Elliot lächelte und steckte das Handy weg. Solange es Menschen wie DeAndre oder Sean gab, war das Leben ja doch nicht nur scheiße. Dann konnte man es sogar mögen.

»Danke, Universum«, murmelte er, denn genau das hatte er sich heute Morgen vom Universum gewünscht: dass dieser Tag irgendwie gut wurde. Dass er ihn für die letzten Tage entschädigte, wie auch immer.
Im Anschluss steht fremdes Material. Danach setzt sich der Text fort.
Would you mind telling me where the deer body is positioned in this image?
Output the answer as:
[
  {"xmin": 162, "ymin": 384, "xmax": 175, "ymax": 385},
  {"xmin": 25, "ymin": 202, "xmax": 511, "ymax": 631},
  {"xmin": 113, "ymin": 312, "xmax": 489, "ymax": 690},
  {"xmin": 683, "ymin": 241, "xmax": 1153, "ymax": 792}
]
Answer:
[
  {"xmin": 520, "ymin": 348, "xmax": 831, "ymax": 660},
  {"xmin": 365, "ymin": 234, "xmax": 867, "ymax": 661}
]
Ein Blick auf die Uhr verriet, dass sich der Zeitpunkt ihres Treffens näherte. Elliot freute sich und hatte gleichzeitig das Gefühl, in der nächsten Sekunde in Panik auszubrechen. Er wollte sich vor Sean nicht blamieren. Und wollte auch nicht, dass der sich langweilte. Es sollte ein schöner Abend für ihn werden, wenn er schon seine Zeit für Elliot opferte.
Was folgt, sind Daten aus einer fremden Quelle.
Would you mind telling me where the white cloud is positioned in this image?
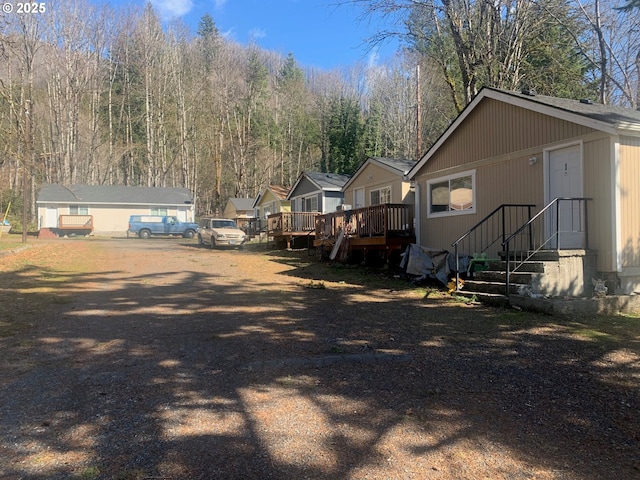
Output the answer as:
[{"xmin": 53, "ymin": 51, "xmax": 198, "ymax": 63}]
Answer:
[
  {"xmin": 151, "ymin": 0, "xmax": 193, "ymax": 20},
  {"xmin": 249, "ymin": 27, "xmax": 267, "ymax": 40}
]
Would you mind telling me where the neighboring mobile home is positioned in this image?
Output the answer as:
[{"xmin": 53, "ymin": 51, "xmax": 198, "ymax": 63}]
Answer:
[
  {"xmin": 314, "ymin": 157, "xmax": 416, "ymax": 260},
  {"xmin": 342, "ymin": 157, "xmax": 416, "ymax": 208},
  {"xmin": 407, "ymin": 88, "xmax": 640, "ymax": 293},
  {"xmin": 287, "ymin": 172, "xmax": 349, "ymax": 213},
  {"xmin": 222, "ymin": 198, "xmax": 256, "ymax": 220},
  {"xmin": 253, "ymin": 185, "xmax": 291, "ymax": 226},
  {"xmin": 36, "ymin": 184, "xmax": 194, "ymax": 234}
]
Um Punkt 17 Uhr erschien Sean und winkte, während er auf ihn zulief. »Wartest du schon lange?«

»Ich bin nie weggegangen«, gestand Elliot und lächelte scheu.
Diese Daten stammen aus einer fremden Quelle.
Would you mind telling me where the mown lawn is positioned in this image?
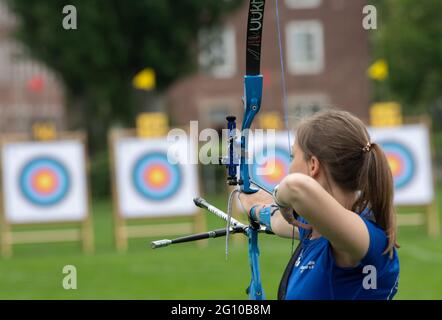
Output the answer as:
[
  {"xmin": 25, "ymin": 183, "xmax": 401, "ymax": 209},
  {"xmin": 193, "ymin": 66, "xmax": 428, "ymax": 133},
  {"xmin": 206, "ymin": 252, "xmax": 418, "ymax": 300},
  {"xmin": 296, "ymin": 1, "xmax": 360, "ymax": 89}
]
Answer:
[{"xmin": 0, "ymin": 190, "xmax": 442, "ymax": 299}]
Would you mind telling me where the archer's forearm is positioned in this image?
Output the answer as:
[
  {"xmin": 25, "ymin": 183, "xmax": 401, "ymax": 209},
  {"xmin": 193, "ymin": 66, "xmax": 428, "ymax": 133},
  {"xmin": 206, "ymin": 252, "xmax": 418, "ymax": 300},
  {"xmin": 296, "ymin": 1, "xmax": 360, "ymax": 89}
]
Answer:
[{"xmin": 271, "ymin": 211, "xmax": 299, "ymax": 239}]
»Oh. Ich dachte, du hast sicher noch etwas vor. Wenn ich das gewusst hätte, dann hätte ich mich etwas mehr beeilt.«

»Ach was, ist doch kein Problem. Ich hab mich nicht gelangweilt.«

»Na schön.« Sean trug immer noch die gleichen Sachen wie vorhin und er sah verboten gut darin aus. »Mein Auto steht eine Straße weiter. Wollen wir los?«

»Gerne.«

Elliot fühlte sich wie der stolze Gewinner eines Hauptpreises, als er neben Sean die Straße hinunterlief. Einige Frauen sahen Sean hinterher, aber der würde gleich mit ihm ins Observatorium gehen, nicht mit einer von ihnen. Er verspürte einen Anflug von Eifersucht auf Seans Ehefrau und sogar auf Ashley, weil sie mit ihm zusammenwohnen und ihn jeden Tag um sich haben konnten. Sie stiegen in das Auto und fuhren los in Richtung Sunrise, einer Nachbarstadt nördlich von Pembroke Pines, die an die Everglades grenzte.